No, I’m not talking about fat ladies singing, I’m talking about the most marginal web browser that somehow manages to keep hanging on. I guess it has a niche with certain non-traditional devices. (It’s the web browser on the Wii for instance.) But I don’t know anyone who has ever used it regularly on a computer, and I also don’t know anyone who still has it installed, just as a curiosity (or even more justifiably, for testing purposes).

Yet, someone at Apple must love Opera. I just got a new MacBook and I’m presently going through the ritual of tweaking settings so, for instance, all of the web-type files (.html, .php, .js, .css, etc. and no that last one isn’t a filename extension) open in my text editor of choice — which at present is TextWrangler, the free version of BBEdit. I’ve used BBEdit for years when my employers were buying it for me, but now that I’m on my own, I took a careful look at the feature set comparison chart between the two, realized that I rarely, if ever, used any of the features that BBEdit had but TextWrangler didn’t, and decided that it was ridiculous to pay $125 for features I don’t use, when I could get the ones I do use for free. So there you have it.
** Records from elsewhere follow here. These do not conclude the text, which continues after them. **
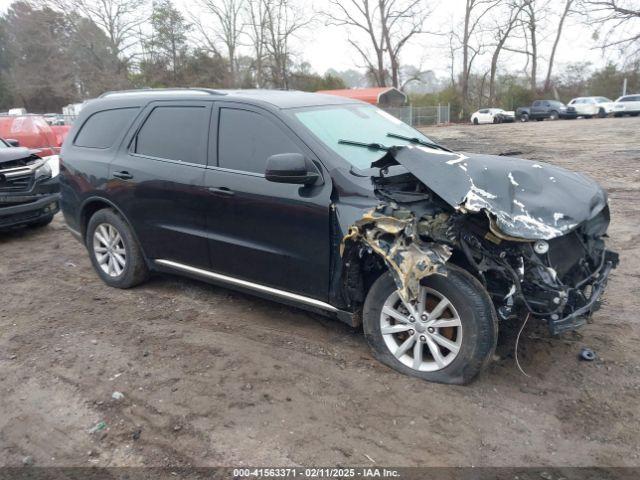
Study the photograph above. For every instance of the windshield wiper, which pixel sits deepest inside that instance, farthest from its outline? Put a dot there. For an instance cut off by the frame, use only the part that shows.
(418, 141)
(371, 146)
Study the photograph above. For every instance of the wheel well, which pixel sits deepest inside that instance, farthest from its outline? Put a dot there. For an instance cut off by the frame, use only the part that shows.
(88, 211)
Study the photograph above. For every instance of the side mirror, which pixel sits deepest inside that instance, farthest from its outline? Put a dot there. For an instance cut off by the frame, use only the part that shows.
(291, 168)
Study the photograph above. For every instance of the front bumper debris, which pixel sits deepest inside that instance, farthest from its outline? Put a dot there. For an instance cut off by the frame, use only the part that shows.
(583, 312)
(12, 215)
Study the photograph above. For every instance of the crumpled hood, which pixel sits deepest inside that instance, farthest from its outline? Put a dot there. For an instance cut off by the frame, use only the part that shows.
(14, 153)
(529, 200)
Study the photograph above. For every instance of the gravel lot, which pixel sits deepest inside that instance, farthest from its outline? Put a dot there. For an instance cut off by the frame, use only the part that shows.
(214, 377)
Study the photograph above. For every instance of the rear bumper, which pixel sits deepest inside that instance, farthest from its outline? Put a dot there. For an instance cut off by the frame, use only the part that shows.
(585, 308)
(24, 213)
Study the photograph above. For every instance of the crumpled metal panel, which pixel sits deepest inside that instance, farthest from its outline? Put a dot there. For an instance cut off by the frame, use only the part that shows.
(529, 200)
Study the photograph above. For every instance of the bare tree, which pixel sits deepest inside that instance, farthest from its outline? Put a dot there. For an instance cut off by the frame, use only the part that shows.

All of which has nothing to do with the reason I’m writing this today. My point is, as I was going about the business of telling Mac OS X to use TextWrangler for these file types, instead of opening .html files in Safari, .php files in Dreamweaver (which I only have because it came with CS3), and .js and .css files in Dashcode, I noticed in the list of possible applications not one but two versions of Opera. Neither of which (I verified) is installed on my Mac. So what the hell are they doing in the list? For one of the file types, the only options it offered were the two Opera versions plus TextWrangler. WTF?